Build process is a step required by werf to build images defined in the werf configuration.

Dockerfile image

Werf uses Dockerfile as a main way to describe how to build an image. Image built with Dockerfile will be referred to as dockerfile image (more info about dockerfile image).

How dockerfile image built

To build dockerfile image werf creates a single stage called dockerfile.

How dockerfile stage is built:

  1. Stage signature is calculated based on specified Dockerfile and its context. This signature represents result image state.
  2. If image with this signature already exists in the stages storage, then werf does not issue a new docker build.
  3. If image with this signature is not found in the stage storage, then werf issues a regular docker build. Werf uses usual build command of builtin docker client (same as in docker build command). Local docker cache will be created and used as usually with the regular docker client.
  4. After docker image is built werf puts result dockerfile stage into stages storage (by tagging result docker image with a calculated signature) when using :local stages storage.

See configuration artictle for the werf.yaml configuration details.

Stapel image and artifact

Werf also has an alternative way to build images with so called stapel builder, which:

  • Provides integration with git and incremental rebuilds based on the git repo history.
  • Allows using of ansible tasks to describe instructions needed to build the image.
  • Allows sharing a common cache between builds with mounts.
  • Reduces image size by detaching source data and build tools.

Image built with stapel builder will be referred to as stapel image.

See stapel image and stapel artifact articles for more details.

How stapel images and artifacts built

Each stapel image or artifact consists of a some number of stages. The same mechanics used to build every stage.

To build a stage werf generates instructions list needed to build this stage. Instructions depend on the concrete stage type and may contain internal service commands generated by werf itself along with user specified shell commands. For example werf may generate instructions to apply a prepared patch from mounted text file using git cli util.

All generated instructions to build current stage are supposed to be run in a container based on the previous stage. This container will be referred to as build container.
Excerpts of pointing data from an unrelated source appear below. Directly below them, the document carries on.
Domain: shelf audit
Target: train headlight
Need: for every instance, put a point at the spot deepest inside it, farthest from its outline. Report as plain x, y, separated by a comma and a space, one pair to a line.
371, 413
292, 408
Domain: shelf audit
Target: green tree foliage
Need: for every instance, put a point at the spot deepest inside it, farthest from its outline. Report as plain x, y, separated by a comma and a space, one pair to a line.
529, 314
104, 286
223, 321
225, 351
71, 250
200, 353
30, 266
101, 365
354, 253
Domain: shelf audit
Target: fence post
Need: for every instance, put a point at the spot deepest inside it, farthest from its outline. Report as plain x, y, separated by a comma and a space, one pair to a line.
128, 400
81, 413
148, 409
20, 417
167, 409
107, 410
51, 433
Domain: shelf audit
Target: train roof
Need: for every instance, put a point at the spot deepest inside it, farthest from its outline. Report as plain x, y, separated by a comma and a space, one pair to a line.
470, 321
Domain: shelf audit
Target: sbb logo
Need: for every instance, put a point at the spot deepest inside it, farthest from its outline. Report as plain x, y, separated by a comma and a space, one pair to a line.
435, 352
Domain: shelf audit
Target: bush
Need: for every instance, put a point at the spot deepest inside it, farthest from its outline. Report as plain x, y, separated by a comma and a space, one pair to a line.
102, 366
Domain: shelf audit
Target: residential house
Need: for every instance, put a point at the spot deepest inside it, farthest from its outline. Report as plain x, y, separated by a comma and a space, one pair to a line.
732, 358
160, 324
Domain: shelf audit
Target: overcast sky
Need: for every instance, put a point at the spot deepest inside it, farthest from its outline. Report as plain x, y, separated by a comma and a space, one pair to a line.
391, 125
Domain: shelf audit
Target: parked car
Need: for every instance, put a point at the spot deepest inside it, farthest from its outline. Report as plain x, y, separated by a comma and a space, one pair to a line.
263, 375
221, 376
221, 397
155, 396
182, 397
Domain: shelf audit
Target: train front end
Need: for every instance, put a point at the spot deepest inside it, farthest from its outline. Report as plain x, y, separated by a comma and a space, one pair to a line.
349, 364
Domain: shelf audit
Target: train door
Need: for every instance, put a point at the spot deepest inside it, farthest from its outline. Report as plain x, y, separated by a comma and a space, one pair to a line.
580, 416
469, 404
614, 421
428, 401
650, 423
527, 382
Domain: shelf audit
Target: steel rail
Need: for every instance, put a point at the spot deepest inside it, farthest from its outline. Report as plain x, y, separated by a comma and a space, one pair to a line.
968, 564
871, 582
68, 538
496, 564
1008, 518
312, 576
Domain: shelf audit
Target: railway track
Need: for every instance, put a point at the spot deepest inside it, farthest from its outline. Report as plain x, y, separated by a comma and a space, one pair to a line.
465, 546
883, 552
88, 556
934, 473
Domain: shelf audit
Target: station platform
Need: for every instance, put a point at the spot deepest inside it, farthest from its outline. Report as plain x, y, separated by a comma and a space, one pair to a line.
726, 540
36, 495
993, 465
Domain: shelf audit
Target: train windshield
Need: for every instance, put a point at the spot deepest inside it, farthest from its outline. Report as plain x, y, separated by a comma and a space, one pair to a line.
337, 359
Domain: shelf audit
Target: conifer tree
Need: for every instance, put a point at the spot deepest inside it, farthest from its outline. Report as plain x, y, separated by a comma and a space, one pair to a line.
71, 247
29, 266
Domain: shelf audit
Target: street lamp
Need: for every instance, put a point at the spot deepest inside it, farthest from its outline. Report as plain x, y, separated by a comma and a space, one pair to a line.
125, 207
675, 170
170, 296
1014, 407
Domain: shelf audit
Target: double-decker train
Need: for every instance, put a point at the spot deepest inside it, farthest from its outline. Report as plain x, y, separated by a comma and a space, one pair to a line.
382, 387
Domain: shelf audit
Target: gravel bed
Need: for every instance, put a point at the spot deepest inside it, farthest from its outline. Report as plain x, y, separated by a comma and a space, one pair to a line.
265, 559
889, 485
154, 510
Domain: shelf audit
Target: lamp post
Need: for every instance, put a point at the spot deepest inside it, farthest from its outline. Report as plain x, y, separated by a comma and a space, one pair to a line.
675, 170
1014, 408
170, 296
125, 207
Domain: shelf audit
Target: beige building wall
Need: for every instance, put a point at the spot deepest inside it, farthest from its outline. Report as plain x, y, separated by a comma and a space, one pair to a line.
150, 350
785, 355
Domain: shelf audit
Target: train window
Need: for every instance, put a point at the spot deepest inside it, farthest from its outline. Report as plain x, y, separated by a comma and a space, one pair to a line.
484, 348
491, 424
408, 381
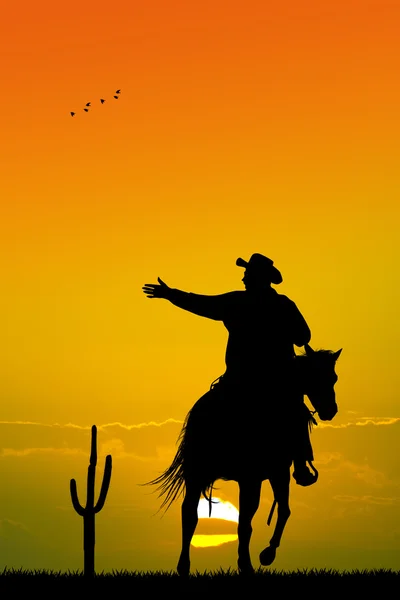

To build a stage werf runs prepared instructions list in the build container based on the previous stage. The resulting container state is then committed as a new stage and saved into the stages storage.

Werf has a special service image called flant/werf-stapel which contains a chroot /.werf/stapel with all tools and libraries needed to build images with stapel builder. More info about stapel image are available in the article.

flant/werf-stapel is mounted into every build container so that all precompiled tools are available in every stage build and may be used in instructions list.

How stapel builder processes CMD and ENTRYPOINT

To build stage image werf launches a container with service CMD and ENTRYPOINT and then substitutes ones with the base image values. If the base image does not have the value werf resets service to the special empty value:

  • [] for CMD;
  • [""] for ENTRYPOINT.

Also, werf uses the special empty value instead of base image ENTRYPOINT if a user specifies CMD (docker.CMD).

Otherwise, werf works like docker according to documentation.

Multiple builds on the same host

Multiple build commands can run at the same time on the same host. When building stage Werf acquires a lock using stage signature as ID so that only one build process is active for a stage with a particular signature at the same time.

When another build process is holding a lock for a stage, Werf waits until this process releases a lock. Then Werf proceeds to the next stage.

The reason is: no need to build the same stage multiple times. Werf build process can wait until another process finishes build and puts stage into the stages storage.